Nil s’approcha lentement. Il déverrouilla la caisse à l’aide d’un outil récupéré à proximité.

La lumière orangée inonda la soute. Aussitôt, le check-up médical du géologue Phel fut transmis à la décurie de Nil, puis, quelques millisecondes plus tard, au Markind.

« Allez chercher le biologiste ! Vite ! », lança Nil.

Mionis sortit de la soute aussitôt pour appeler le biologiste du groupe.

Milo Vard se réveilla en sursaut lorsque son PIM indiqua un message urgent en provenance du centre décisionnel. Il se leva, réajusta sa combinaison et sortit tout en consultant les derniers éléments transmis. Il sursauta quand il faillit percuter Fatia qui se dirigeait vers lui.

« Le géologue Phel…, commença Fatia.

— Oui, je viens de voir ça. Ses blessures semblent ne pas le mettre en danger. Ils n’ont donc pas tous disparu !, lança Milo Vard.

— Oui. Il devrait s’éveiller dans quelques instants ; le biologiste du groupe s’occupe de lui », ajouta Fatia.

Ils se dirigèrent tous deux vers le centre décisionnel d’un pas ressemblant plus à une course qu’une marche.
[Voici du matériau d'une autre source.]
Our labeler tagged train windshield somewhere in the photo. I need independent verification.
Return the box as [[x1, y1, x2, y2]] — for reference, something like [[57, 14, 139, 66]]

Ils fendirent la nuée tourbillonnante d’excitation devant les données qui remontaient du site 4HE.

Nil et l’ensemble des membres de la décurie entouraient, de près ou de loin, le corps inanimé de Phel. Le biologiste scrutait l’ensemble de ses paramètres vitaux. Bientôt, les indicateurs de santé de la combinaison passèrent de l’orangé au jaune. Il avait placé un bloc circulaire à l’endroit de sa blessure. Le traumatisme avait été provoqué par un foret ayant traversé presque de part en part son mollet gauche. La combinaison avait réagi comme prévu en scellant l’endroit affecté. De façon autonome, pour combattre la douleur et les possibles infections, elle avait prodigué des sédatifs puissants et surveillait en permanence la biochimie de son porteur. Le casque avait permis de fournir un apport d’air faible mais suffisant pour survivre quelque temps.

Après quelques minutes, et grâce aux soins prodigués, la combinaison passa au vert. Phel ouvrit peu à peu les yeux. Un peu groggy, il regarda Nil avec étonnement.

Je suis de retour sur le Markind ?, pensa-t-il brièvement.